Right To Amend Your Personal Health Information
You have the right to request that we amend your personal health information or a record about you contained in your designated record set, for as long as the designated record set is maintained by us. We have the right to deny your request for amendment, if:
a) we determine that the information or record that is the subject of the request was not created by us, unless you provide a reasonable basis to believe that the originator of the information is no longer available to act on the requested amendment.
b) the information is not part of your designated record set maintained by us.
c) the information is prohibited from inspection by law.
d) the information is accurate and complete.

We will require that you submit written requests and provide a reason to support the requested amendment. If we deny your request, we will provide you with a written denial stating the basis of the denial, your right to submit a written statement disagreeing with the denial, and a description of how you may file a complaint with us or the Secretary of the U.S. Department of Health and Human Services ("DHHS"). This denial will also include a notice that if you do not submit a statement of disagreement, you may request that we include your request for amendment and the denial with any future disclosures of your personal health information that is the subject of the requested amendment. Copies of all requests, denials, and statements of disagreement will be included in your designated record set. If we accept your request for amendment, we will make reasonable efforts to inform and provide the amendment within a reasonable time to persons identified by you as having received personal health information of yours prior to amendment and persons that we know have the personal health information that is the subject of the amendment and that may have relied, or could foreseeably rely, on such information to your detriment. All requests for amendment shall be sent to:

William H. McMicken, M.D
Internal Medicine Associates, Inc.
2600 Philmont Avenue, Suite 323
Huntingdon Valley, PA 19006

Right To Receive An Accounting Of Disclosures Of Your Personal Health Information
Beginning April 14, 2003, you have the right to receive a written accounting of all disclosures of your personal health information that we have made within the six (6) year period immediately preceding the date on which the accounting is requested. You may request an accounting of disclosures for a period of time less than six (6) years from the date of the request.

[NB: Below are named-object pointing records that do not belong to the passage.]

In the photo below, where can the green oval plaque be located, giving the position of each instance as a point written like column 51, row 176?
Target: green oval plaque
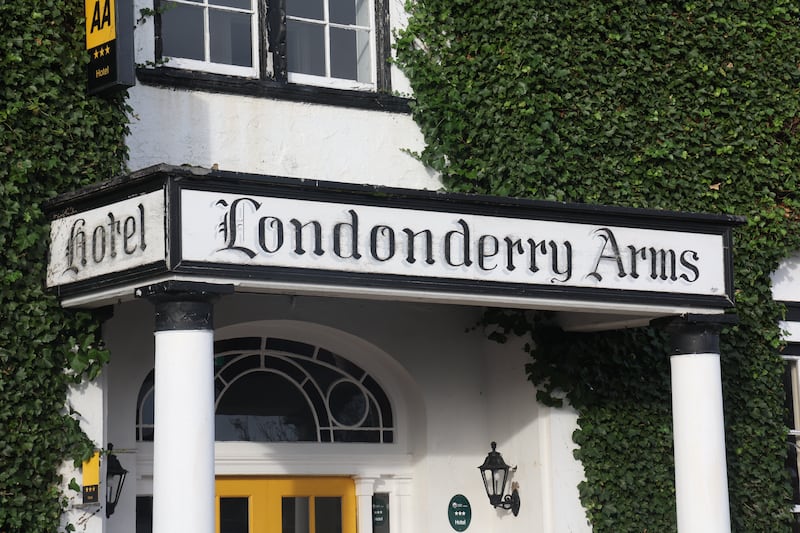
column 459, row 512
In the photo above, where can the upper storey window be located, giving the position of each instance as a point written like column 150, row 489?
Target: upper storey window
column 330, row 43
column 213, row 35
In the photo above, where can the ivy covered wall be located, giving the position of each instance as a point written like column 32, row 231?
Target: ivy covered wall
column 53, row 139
column 690, row 106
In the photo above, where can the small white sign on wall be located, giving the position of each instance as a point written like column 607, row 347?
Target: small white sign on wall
column 110, row 239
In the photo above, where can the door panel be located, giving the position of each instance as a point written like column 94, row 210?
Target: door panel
column 248, row 504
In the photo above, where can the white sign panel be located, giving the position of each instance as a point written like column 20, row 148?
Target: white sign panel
column 259, row 231
column 109, row 239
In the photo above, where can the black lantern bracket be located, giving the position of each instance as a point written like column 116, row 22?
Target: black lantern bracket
column 494, row 472
column 115, row 479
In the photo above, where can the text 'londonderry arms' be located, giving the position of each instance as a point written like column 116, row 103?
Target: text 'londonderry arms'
column 247, row 228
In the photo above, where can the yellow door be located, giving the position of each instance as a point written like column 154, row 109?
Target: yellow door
column 247, row 504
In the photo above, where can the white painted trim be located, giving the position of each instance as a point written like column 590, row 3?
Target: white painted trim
column 791, row 331
column 645, row 312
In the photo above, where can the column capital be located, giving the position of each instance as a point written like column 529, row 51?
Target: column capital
column 183, row 305
column 694, row 333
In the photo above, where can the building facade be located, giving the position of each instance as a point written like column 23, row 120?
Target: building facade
column 351, row 400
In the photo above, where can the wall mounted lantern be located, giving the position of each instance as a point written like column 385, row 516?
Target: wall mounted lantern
column 115, row 478
column 494, row 472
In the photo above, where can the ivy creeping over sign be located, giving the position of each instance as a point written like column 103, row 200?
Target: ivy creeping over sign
column 53, row 139
column 689, row 106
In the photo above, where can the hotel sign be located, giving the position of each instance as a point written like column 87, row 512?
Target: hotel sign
column 263, row 233
column 109, row 43
column 114, row 238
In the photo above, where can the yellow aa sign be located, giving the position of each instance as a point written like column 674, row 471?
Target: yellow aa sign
column 100, row 22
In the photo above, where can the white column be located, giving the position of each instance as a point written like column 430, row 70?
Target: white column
column 701, row 479
column 183, row 447
column 401, row 518
column 183, row 444
column 701, row 476
column 365, row 488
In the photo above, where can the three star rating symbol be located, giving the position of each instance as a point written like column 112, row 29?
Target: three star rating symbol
column 102, row 51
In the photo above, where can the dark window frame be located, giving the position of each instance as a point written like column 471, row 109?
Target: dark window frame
column 274, row 84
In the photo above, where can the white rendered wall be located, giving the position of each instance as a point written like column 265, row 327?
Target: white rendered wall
column 87, row 400
column 266, row 136
column 461, row 392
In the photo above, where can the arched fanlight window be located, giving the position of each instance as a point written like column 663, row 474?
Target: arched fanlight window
column 272, row 390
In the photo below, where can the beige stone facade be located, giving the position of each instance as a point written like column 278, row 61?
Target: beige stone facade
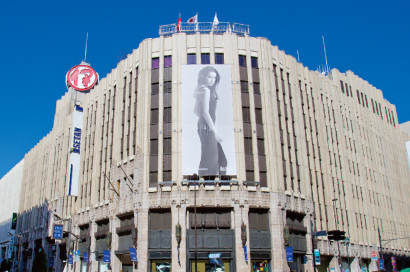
column 326, row 154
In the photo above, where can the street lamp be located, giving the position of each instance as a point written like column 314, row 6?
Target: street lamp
column 338, row 249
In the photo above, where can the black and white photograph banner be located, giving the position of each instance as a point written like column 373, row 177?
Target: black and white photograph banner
column 208, row 143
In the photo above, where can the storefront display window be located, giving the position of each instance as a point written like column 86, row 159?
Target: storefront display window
column 259, row 266
column 161, row 266
column 207, row 266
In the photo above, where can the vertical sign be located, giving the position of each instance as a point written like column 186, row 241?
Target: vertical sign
column 75, row 148
column 58, row 231
column 317, row 256
column 394, row 264
column 14, row 221
column 107, row 257
column 289, row 254
column 11, row 245
column 246, row 253
column 133, row 254
column 381, row 264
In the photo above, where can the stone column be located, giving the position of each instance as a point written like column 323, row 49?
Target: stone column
column 178, row 216
column 276, row 221
column 241, row 264
column 309, row 267
column 116, row 264
column 355, row 267
column 93, row 261
column 143, row 237
column 334, row 263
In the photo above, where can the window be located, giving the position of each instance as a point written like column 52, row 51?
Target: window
column 246, row 115
column 205, row 58
column 168, row 61
column 155, row 63
column 210, row 220
column 167, row 87
column 191, row 58
column 154, row 88
column 258, row 116
column 256, row 88
column 154, row 147
column 160, row 220
column 244, row 86
column 219, row 58
column 254, row 62
column 167, row 115
column 258, row 220
column 154, row 116
column 242, row 60
column 248, row 145
column 167, row 146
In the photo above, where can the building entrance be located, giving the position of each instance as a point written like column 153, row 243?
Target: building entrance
column 160, row 265
column 260, row 266
column 207, row 266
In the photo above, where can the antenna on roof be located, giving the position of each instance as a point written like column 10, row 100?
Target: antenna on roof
column 86, row 40
column 324, row 47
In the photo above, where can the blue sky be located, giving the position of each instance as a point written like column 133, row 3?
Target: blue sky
column 41, row 40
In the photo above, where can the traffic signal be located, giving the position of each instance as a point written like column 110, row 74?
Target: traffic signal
column 63, row 251
column 336, row 235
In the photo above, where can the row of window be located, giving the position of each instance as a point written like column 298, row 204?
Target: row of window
column 362, row 99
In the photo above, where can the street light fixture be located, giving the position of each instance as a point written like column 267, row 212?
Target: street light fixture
column 338, row 249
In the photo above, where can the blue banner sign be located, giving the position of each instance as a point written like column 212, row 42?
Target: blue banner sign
column 245, row 253
column 321, row 233
column 214, row 255
column 317, row 256
column 381, row 264
column 58, row 231
column 107, row 256
column 133, row 254
column 76, row 140
column 289, row 254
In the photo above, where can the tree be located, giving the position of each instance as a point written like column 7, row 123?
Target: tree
column 40, row 261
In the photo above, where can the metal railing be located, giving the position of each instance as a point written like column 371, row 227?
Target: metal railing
column 204, row 27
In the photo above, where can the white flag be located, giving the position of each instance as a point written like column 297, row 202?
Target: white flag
column 193, row 20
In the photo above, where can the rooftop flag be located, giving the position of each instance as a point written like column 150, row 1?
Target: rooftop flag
column 179, row 24
column 193, row 20
column 216, row 21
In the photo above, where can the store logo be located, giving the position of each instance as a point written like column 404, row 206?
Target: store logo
column 76, row 141
column 82, row 77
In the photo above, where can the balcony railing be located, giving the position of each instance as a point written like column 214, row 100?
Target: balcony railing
column 204, row 27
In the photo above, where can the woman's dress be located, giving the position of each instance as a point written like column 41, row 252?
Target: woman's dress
column 213, row 159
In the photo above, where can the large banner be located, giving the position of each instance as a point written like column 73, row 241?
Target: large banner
column 208, row 142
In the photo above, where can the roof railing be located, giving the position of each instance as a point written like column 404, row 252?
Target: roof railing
column 204, row 27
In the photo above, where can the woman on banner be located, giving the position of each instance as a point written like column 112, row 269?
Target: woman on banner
column 213, row 159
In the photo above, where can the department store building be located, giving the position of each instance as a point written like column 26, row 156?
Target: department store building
column 298, row 152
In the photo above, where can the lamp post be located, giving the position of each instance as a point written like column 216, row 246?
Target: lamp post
column 338, row 249
column 195, row 178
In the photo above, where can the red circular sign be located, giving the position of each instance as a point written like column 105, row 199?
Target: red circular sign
column 82, row 77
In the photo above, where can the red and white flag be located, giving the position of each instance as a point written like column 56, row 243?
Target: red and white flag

Such disclosures will include the date of each disclosure, the name and, if known, the address of the entity or person who received the information, a brief description of the information disclosed, and a brief statement of the purpose and basis of the disclosure or, in lieu of such statement, a copy of your written authorization or written request for disclosure pertaining to such information. We are not required to provide accountings of disclosures for the following purposes:
a) treatment, payment, and healthcare operations.
b) disclosures pursuant to your authorization.
c) disclosures to
d) for a facility directory or to persons involved in your care.
e) for national security or intelligence purposes.
f) to correctional institutions.
g) with respect to disclosures occurring prior to 4/14/03.